Under these circumstances, a marketing policy that wants to maintain sales levels in a weakened regional Asian market should propose to the UK to reduce the price difference compared to Europe and the US. Aramco increased the price differences for Europe and the US, however it did not do so as quickly as for Asia - especially for Saudi crude which is the closest substitute for the main Russian export mix, Urals (see table above).

4210615175293438 449ec0cb533f401cabf580733581e1c2

Why, then, have Asian differences increased so rapidly in relation to the differences on both sides of the Atlantic? It is recalled that Aramco determines regional differences to maximise revenues within the framework set by the Energy Minister. If The Saudi decision-makers decide on a policy that diverts crude from one market to another, Aramco will price its crude at the levels that will allow it to achieve this goal. From the mid-1970s to the early 2000s, the Kingdom often made discounts on the crude it sold in the United States with the goal of being the country's leading supplier.

In short: the recent differences could reflect Saudi Arabia's intention to quietly channel crude into Europe to replenish Russian supplies, given the refusal of more and more European companies to buy Russian oil. This is without Riyadh taking a public stand in a dispute involving a prominent OPEC+ partner.
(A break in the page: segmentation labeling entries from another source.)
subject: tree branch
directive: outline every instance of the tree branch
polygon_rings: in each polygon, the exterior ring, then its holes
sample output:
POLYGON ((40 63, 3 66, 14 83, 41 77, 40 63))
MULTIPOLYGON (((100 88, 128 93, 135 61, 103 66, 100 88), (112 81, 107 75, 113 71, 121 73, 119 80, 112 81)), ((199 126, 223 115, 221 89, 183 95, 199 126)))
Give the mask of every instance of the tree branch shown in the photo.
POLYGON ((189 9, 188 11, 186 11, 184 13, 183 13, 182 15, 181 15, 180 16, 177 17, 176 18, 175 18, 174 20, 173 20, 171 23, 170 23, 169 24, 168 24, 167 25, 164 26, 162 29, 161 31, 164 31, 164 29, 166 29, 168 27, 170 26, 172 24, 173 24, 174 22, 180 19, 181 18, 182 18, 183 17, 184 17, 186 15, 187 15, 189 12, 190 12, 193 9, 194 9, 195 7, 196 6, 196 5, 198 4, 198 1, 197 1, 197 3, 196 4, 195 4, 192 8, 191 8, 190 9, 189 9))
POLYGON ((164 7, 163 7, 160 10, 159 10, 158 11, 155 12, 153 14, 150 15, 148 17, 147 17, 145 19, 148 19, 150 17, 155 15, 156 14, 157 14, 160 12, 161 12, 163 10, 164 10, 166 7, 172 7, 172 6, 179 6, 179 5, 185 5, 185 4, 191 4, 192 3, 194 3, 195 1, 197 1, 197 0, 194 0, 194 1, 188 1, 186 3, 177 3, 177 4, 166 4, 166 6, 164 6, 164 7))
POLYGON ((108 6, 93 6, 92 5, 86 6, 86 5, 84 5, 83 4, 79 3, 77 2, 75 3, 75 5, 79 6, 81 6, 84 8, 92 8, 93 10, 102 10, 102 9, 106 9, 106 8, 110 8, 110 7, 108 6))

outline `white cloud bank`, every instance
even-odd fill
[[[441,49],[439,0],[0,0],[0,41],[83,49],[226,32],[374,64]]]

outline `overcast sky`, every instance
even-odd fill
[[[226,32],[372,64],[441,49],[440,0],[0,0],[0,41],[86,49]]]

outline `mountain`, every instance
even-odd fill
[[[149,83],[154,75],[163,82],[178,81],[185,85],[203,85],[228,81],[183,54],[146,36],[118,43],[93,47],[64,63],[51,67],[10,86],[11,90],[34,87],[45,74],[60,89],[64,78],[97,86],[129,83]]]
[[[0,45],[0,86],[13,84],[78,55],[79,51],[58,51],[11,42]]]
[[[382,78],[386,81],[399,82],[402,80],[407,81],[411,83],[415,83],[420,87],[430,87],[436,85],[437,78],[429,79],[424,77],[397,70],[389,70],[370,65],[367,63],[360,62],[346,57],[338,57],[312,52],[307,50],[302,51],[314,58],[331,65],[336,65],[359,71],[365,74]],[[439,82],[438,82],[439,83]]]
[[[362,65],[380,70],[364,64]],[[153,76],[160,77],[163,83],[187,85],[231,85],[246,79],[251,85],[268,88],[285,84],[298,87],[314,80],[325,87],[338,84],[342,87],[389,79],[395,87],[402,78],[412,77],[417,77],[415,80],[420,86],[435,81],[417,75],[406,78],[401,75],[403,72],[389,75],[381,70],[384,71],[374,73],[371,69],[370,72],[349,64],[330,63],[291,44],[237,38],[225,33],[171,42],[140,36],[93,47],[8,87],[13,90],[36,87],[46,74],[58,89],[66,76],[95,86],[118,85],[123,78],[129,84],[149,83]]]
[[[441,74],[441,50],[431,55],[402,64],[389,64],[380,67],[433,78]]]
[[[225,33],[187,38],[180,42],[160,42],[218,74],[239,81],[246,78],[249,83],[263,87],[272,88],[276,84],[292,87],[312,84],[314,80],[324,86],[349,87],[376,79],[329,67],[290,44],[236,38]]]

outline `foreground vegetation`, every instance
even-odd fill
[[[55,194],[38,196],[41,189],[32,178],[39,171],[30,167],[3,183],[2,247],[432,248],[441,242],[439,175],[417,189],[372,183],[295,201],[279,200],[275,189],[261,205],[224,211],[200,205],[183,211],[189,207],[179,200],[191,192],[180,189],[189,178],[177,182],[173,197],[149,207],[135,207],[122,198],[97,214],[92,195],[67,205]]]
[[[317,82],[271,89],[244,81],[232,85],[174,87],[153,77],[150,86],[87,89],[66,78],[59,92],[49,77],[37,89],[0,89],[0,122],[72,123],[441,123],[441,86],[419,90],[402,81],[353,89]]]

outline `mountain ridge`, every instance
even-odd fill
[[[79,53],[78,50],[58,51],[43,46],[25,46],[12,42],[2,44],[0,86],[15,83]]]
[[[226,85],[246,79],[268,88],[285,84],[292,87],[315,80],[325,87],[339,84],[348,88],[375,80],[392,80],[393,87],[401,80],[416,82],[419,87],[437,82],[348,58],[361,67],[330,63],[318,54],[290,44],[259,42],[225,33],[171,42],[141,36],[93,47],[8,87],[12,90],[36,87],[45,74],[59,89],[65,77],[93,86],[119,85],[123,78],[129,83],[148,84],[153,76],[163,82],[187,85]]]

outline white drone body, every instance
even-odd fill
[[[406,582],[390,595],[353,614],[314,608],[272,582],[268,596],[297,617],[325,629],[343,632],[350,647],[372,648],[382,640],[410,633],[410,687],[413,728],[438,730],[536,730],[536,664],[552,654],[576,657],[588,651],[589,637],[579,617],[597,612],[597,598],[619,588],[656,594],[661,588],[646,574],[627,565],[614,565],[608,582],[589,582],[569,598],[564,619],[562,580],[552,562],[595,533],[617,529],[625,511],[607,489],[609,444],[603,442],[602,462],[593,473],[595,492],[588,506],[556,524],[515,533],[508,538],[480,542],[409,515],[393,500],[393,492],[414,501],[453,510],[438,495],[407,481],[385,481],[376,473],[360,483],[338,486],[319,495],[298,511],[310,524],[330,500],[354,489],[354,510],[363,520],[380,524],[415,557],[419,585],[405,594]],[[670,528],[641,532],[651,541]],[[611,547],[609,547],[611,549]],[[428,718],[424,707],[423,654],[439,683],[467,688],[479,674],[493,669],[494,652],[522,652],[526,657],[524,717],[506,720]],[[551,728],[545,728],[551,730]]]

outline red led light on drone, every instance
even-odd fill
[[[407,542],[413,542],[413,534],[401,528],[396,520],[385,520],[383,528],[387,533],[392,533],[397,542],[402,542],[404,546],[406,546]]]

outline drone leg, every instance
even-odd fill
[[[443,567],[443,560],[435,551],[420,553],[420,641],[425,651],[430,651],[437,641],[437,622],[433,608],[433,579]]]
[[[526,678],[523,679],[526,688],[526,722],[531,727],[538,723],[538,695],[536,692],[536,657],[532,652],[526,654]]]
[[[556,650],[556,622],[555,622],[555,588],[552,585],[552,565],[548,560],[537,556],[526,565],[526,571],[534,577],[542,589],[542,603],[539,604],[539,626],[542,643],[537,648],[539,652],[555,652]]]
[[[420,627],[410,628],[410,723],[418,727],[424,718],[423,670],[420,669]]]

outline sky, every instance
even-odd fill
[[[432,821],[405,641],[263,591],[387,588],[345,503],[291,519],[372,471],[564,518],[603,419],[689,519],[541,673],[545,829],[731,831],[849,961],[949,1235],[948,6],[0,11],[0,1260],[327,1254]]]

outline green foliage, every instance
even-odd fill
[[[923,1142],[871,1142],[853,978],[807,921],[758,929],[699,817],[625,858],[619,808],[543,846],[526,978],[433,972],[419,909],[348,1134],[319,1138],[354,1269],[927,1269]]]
Other suppliers from the Middle East may "make the same game": the United Arab Emirates is quietly sending more crude to Europe.

On the one hand, that is how things should work. The oil market is huge and the dealers... Creative. The global system is constantly changing regional prices and flows to adapt to the ever-changing balances between supply and demand. It is reassuring that things are working as they should. But the pricing decisions taken by Saudi Arabia show that this is a conscious choice by the Kingdom.

This is not a policy of adding extra barrels to the market. It is, however, a policy that helps European buyers to adapt more smoothly to their efforts to become independent of Russian oil. In this sense, it is more of an attempt to harness price volatility than to reduce them.

Will the Kingdom continue this approach? Will it tolerate losing a share of Russia's developing markets in Asia in violation of its long-term strategic objectives? Are these pricing decisions a "marketing" manoeuvre or a conscious choice? How would the Saudis react to a complete EU embargo on Russian oil? Time will tell... Especially since no official announcement has been made by the Saudi government or Aramco. Since prices are announced every month, it won't take us long to find out!

For now, with congress and the U.S. government considering legislation aimed at "admonishing" the Kingdom and its allies to raise oil prices, this Saudi tactic may be a sign of "silent cooperation." So silent that it can easily be distracted.